After a session on how to construct a pitch (why, how, what), participants rewrite their pitch as homework, ready to present in 60 seconds on the morning of day two, again with participant feedback. On day three, before their last chance to present their pitch, participants “step into each others shoes”. Each entrepreneur pretends to be the CEO of another business and shares their ideas on what three things they would do if they really did own this business and one thing they would stop doing. This helps the real CEO to focus on the most important points of their business, and in Mexico this helped to strengthen this new community of entrepreneurs who can continue to help each other to develop.

“After talking so much about your product, you become more confident with your product and you feel like able to promote it everywhere and with anyone.”

Mariana Palma, founder of Puntié and participant of the Creative Enterprise Programme workshop in Mexico City, February 2019

The final pitch

At the end of day three, the entrepreneurs are ready to present their final 30-second elevator pitch. In Mexico, we set it out more formally, as a stage with an audience, and we filmed the pitches so that each entrepreneur has a record of their achievement.

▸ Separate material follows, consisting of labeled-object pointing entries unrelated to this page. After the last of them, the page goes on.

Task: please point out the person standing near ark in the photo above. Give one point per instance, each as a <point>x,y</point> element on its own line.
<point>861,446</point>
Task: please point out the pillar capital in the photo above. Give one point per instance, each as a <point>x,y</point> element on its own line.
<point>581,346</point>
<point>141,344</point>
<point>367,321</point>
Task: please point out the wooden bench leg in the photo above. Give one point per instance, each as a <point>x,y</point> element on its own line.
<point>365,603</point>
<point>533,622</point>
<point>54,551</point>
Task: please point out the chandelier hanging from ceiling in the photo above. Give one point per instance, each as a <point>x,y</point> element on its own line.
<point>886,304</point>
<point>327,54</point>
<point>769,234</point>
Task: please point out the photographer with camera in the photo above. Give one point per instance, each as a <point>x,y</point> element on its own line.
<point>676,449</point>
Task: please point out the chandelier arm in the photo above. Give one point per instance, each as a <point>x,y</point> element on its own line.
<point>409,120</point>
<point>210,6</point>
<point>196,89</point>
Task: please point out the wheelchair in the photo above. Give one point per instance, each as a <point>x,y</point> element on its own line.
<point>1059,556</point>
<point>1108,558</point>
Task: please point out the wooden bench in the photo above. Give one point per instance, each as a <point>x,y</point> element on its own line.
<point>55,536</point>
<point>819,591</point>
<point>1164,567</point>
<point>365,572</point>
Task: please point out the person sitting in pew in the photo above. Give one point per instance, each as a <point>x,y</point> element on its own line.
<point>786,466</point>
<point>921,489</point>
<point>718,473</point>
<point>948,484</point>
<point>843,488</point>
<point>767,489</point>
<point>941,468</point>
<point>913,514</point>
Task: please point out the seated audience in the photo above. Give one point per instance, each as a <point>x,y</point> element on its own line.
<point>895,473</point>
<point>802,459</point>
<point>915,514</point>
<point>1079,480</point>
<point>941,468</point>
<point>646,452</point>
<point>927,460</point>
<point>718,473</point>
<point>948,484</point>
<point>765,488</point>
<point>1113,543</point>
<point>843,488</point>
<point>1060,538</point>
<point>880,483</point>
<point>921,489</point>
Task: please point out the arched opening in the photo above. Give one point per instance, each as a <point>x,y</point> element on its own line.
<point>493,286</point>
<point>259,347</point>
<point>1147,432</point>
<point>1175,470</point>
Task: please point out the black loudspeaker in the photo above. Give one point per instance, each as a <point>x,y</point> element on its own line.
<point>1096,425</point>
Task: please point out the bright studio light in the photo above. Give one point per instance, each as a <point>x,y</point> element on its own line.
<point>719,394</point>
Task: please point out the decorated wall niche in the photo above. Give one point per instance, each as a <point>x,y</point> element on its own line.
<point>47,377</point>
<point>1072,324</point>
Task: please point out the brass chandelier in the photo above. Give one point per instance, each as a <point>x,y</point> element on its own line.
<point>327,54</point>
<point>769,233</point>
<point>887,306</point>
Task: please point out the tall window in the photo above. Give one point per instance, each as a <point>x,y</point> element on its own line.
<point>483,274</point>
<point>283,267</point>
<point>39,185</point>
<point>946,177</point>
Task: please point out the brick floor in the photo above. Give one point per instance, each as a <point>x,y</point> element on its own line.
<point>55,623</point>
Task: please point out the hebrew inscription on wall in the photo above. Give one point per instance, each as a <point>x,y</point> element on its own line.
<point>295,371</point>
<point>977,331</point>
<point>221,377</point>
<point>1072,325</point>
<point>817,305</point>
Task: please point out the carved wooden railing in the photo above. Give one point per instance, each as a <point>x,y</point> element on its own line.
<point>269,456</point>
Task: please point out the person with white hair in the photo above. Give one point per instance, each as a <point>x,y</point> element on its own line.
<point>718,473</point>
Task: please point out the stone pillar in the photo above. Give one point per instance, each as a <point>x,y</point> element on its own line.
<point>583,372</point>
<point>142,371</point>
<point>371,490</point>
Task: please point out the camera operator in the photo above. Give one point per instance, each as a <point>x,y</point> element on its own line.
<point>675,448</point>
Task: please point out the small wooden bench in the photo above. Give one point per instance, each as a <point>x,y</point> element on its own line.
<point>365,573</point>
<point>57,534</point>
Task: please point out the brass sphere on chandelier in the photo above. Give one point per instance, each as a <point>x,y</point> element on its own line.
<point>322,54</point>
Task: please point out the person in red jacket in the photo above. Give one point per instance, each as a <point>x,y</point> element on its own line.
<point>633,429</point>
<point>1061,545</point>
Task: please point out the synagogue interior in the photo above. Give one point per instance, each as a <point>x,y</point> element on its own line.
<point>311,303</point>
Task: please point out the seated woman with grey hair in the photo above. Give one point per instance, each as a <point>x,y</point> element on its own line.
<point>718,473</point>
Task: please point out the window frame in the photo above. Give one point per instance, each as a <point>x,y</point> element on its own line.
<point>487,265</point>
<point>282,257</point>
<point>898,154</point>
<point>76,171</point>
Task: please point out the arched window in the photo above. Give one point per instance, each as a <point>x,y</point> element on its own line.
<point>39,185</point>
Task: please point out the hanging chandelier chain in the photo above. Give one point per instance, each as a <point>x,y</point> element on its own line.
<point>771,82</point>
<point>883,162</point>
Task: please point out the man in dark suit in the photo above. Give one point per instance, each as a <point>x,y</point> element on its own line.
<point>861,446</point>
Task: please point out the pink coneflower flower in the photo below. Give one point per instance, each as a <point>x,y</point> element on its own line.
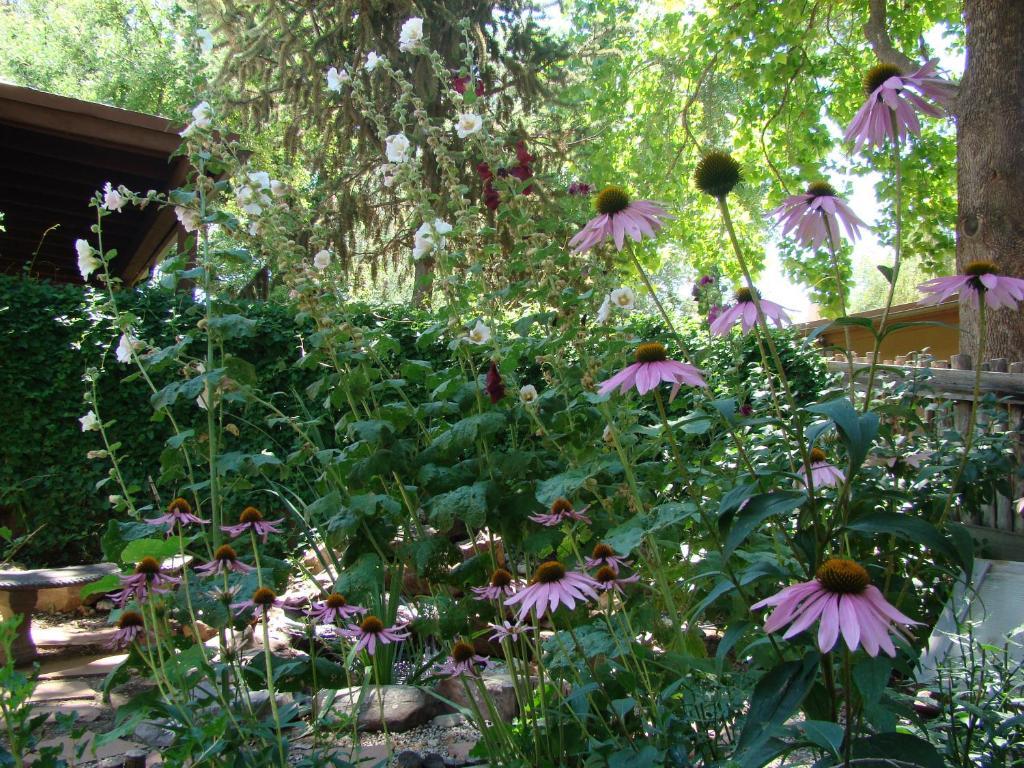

A group photo of the Creative Enterprise Programme workshop participants in Mexico City.

The Creative Enterprise Programme workshop participants in Mexico City, February 2019

A pitch from Mexico

Participant of the Creative Enterprise Programme in Mexico, Mariana Palma, presenting her elevator pitch on pointe.

Mariana Palma presenting her elevator pitch in Mexico City, February 2019

Mariana Palma participated in the Mexico workshop with her business Puntié. She has developed a technology to help ballerinas with their pointe placement. She even presented her final pitch following the "Why, How What" format on pointe!

"It looks easy doesn’t it? Well, starting to put all your weight on the tip of your toes hurts a lot, and doing it wrong hurts even more...

By providing instant feedback to dancers of their position to prevent injuries on toes, ankles, knees, hip, back and even neck. Because we’ve been in your position and we want to help you to improve it.

So Puntié developed the first interactive ballet toe pads which function as a tool for dancers to learn how to get on pointe faster and most of all, safer."

Author

Fiona Myles

Fiona Myles is a Creative Enterprise Programme Workshop Associate based in the UK.